Greifswald Medical School
- Type: Faculty (medical school)
- Established: 1456
- Affiliation: University of Greifswald
- Location: Greifswald, Mecklenburg-Vorpommern, Germany 54°5′18.00″N 13°24′19.00″E﻿ / ﻿54.0883333°N 13.4052778°E
- Website: www.medizin.uni-greifswald.de

= Greifswald Medical School =

Greifswald Medical School (Medizinische Fakultät der Universität Greifswald) is a division of the University of Greifswald, Germany, consisting of the university's medical school and the adjacent Greifswald University Hospital. Its roots date back to the founding of the university in the year 1456, and it is therefore one of the oldest such institutions in Europe.

==Institution==
The medical school has existed since the founding of the university in 1456, and is therewith one of the oldest medical schools in the world still in existence.

==Admission==
The University of Greifswald's medical school is the second most requested, the most selective, and among the best-ranked in Germany. In 2007, Greifswald was ranked 2nd of 34 medical schools in Germany in terms of popularity with prospective students, out-ranking other popular universities such as the University of Heidelberg. Degrees are offered in medicine as well as dentistry. In Germany, places to study medicine and dentistry are usually allocated (by high school results) on a national level by a country-wide agency. However, a certain fraction of the places available may be administered by the universities if they wish so. In the year 2023, there were 18,733 applications for 196 places for medicine in Greifswald, which equals an admission rate of only 1.05 percent.
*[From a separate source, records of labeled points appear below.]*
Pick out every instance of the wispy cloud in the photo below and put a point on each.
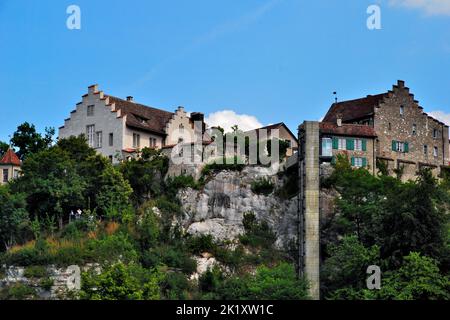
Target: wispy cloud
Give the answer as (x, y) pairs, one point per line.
(430, 7)
(228, 118)
(209, 36)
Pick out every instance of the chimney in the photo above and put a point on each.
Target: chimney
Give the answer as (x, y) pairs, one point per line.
(339, 120)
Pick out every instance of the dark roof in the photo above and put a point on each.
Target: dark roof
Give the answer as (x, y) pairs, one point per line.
(10, 158)
(275, 126)
(141, 116)
(353, 109)
(353, 130)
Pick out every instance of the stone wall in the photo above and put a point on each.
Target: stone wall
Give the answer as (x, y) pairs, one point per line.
(390, 125)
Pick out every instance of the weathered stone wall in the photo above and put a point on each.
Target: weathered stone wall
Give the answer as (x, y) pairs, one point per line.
(391, 125)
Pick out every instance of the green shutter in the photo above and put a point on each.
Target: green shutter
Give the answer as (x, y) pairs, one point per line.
(350, 144)
(335, 143)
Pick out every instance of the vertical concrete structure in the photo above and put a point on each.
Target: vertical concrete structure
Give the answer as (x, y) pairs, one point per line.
(309, 211)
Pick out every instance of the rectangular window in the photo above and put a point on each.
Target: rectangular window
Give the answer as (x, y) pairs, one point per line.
(435, 133)
(358, 145)
(90, 111)
(327, 148)
(400, 146)
(136, 140)
(359, 162)
(98, 139)
(342, 144)
(90, 133)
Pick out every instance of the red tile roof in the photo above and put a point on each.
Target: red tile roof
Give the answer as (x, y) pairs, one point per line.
(141, 116)
(354, 109)
(10, 158)
(354, 130)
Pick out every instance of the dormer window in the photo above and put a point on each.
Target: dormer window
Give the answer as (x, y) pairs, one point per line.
(90, 111)
(435, 133)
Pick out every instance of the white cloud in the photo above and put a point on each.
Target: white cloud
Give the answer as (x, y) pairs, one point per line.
(431, 7)
(228, 118)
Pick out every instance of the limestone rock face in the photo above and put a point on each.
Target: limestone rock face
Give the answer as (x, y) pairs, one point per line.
(218, 208)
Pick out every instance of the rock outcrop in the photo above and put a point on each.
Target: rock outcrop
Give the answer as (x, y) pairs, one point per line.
(218, 209)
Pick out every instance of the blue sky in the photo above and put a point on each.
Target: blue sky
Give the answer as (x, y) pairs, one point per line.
(273, 60)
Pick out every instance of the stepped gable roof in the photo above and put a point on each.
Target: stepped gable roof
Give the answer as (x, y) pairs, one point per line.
(142, 117)
(353, 109)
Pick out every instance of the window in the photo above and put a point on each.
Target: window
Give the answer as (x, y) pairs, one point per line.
(90, 111)
(358, 145)
(136, 140)
(400, 146)
(342, 143)
(98, 139)
(90, 133)
(435, 133)
(152, 142)
(359, 162)
(327, 150)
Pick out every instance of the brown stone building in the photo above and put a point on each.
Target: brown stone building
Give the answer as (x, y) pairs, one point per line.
(355, 141)
(407, 138)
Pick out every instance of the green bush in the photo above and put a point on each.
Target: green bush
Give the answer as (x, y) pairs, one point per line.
(175, 286)
(262, 186)
(35, 272)
(172, 257)
(21, 291)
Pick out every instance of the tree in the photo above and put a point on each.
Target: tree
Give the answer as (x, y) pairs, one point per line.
(51, 184)
(113, 197)
(418, 279)
(14, 221)
(277, 283)
(413, 220)
(346, 267)
(29, 141)
(121, 282)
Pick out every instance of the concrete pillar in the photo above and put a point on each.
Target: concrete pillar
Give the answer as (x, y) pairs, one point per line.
(311, 209)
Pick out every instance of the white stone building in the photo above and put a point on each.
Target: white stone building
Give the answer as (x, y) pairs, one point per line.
(119, 128)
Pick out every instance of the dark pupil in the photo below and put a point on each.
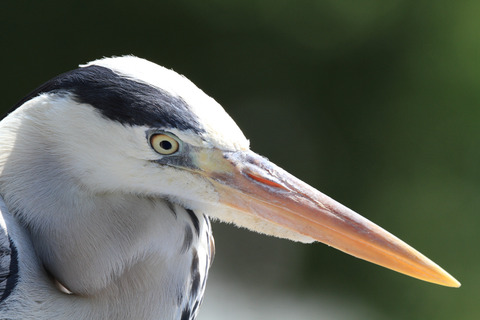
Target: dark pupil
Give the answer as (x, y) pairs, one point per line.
(166, 145)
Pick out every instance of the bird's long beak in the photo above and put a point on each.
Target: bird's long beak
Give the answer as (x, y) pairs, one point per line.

In the same year, there were 5979 applicants for 45 places in dentistry, which equals an admission rate of 0.75 percent.

==Programmes==
- Medicine
- Dentistry
- Biomedical Science (B. Sc.)
- Clinical Nursing Science (B. Sc.)

==Greifswald University Hospital==
The university hospital (German: Universitätsmedizin Greifswald), was completely reconstructed at the new science campus east of the city centre up to the year 2011. It is therefore one of the best equipped and most up-to-date full service hospital in Germany. The university hospital recently purchased a nearby communal hospital in the city of Wolgast to increase the number of beds and treated patients. This was the first time in Germany, that a (public) university hospital bought another public hospital. The merger was first prohibited because German antitrust authorities were worried about a dominating position of the Universitätsklinikum Greifswald in the region. However, the decision was later revoked by a direct veto of the federal government of Germany, which is a very rare procedure.